Electronic Thesis and Dissertation Repository

Degree

Doctor of Philosophy

Program

Applied Mathematics

Supervisor

Mikko Karttunen

Abstract

We have performed molecular modeling of membrane and peptide systems by employing the classical molecular dynamics method and force field parameterizations. In this thesis, our main interest is the interaction of sterols as well as peptides with membranes. The thesis consists of three related projects. The first project focuses on cholesterol (CHOL) and dehydroergosterol (DHE) interacting with palmitoyl-oleoyl phosphatidylcholine (POPC) lipid bilayers. We study the effects of both sterols on the bilayer and compare them with each other. We first study the condensing and ordering effect of these sterols. Then, we study their orientations within the bilayer and relate them to their interactions with the bilayer.In the second project, we study the interaction of a cell-penetrating-peptide, namely transportan, with dipalmitoyl phosphatidylcholine (DPPC) lipid bilayers with the aim of understanding the physical mechanism of the penetration process.
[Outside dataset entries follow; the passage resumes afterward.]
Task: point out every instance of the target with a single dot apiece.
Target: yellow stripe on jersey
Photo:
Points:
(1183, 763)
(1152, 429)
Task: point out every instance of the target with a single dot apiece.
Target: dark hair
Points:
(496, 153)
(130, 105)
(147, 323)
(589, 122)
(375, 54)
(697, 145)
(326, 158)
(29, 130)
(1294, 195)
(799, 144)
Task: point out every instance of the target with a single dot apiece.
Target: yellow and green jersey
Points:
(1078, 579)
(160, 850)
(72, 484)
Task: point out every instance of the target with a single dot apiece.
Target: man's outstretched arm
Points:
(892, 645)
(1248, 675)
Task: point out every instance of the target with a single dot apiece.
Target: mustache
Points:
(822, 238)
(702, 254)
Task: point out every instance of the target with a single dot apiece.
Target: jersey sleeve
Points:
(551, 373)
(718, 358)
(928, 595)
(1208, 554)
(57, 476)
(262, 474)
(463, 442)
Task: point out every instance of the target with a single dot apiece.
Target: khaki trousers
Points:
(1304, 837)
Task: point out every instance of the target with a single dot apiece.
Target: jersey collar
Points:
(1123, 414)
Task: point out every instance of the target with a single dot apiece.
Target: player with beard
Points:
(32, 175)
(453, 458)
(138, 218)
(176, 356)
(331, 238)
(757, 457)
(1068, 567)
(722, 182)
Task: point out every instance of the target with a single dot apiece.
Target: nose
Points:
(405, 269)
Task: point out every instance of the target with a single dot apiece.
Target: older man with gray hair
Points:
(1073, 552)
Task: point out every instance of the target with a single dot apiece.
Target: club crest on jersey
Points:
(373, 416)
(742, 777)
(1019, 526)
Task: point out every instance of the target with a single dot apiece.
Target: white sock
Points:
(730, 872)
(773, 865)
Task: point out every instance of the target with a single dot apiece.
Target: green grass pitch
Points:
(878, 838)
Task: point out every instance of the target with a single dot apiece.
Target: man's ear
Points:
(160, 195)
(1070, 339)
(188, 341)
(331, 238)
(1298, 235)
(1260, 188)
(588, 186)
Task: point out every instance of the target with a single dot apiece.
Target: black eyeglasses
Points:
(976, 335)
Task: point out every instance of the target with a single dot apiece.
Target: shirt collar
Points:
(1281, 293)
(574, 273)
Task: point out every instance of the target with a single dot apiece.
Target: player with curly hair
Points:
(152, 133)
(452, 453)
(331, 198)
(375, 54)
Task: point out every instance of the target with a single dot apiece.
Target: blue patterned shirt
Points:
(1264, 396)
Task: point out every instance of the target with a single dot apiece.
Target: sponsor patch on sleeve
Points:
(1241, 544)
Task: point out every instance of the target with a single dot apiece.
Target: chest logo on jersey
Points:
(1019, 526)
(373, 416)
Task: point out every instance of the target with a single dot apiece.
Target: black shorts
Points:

By analyzing 10 simulations, we shed light on the behavior of the peptide and membrane when they are associated with each other. We also analyze four simulations in which the peptide is directly inserted in the bilayer core so as to study the behavior of the peptide when it is deep in the bilayer. By using umbrella sampling method and performing 41 biased simulations, we also try to find the free energy profile of the system as a function of the distance between the peptide and the center of mass of the bilayer.In the third project, we study the interaction of another cell-penetrating peptide, namely penetratin, with DPPC lipid bilayers. In this research, the spontaneous binding of a penetratin peptide as well as the role of different residues in binding are investigated. The behavior of penetratin is then compared with that of transportan and important differences are highlighted.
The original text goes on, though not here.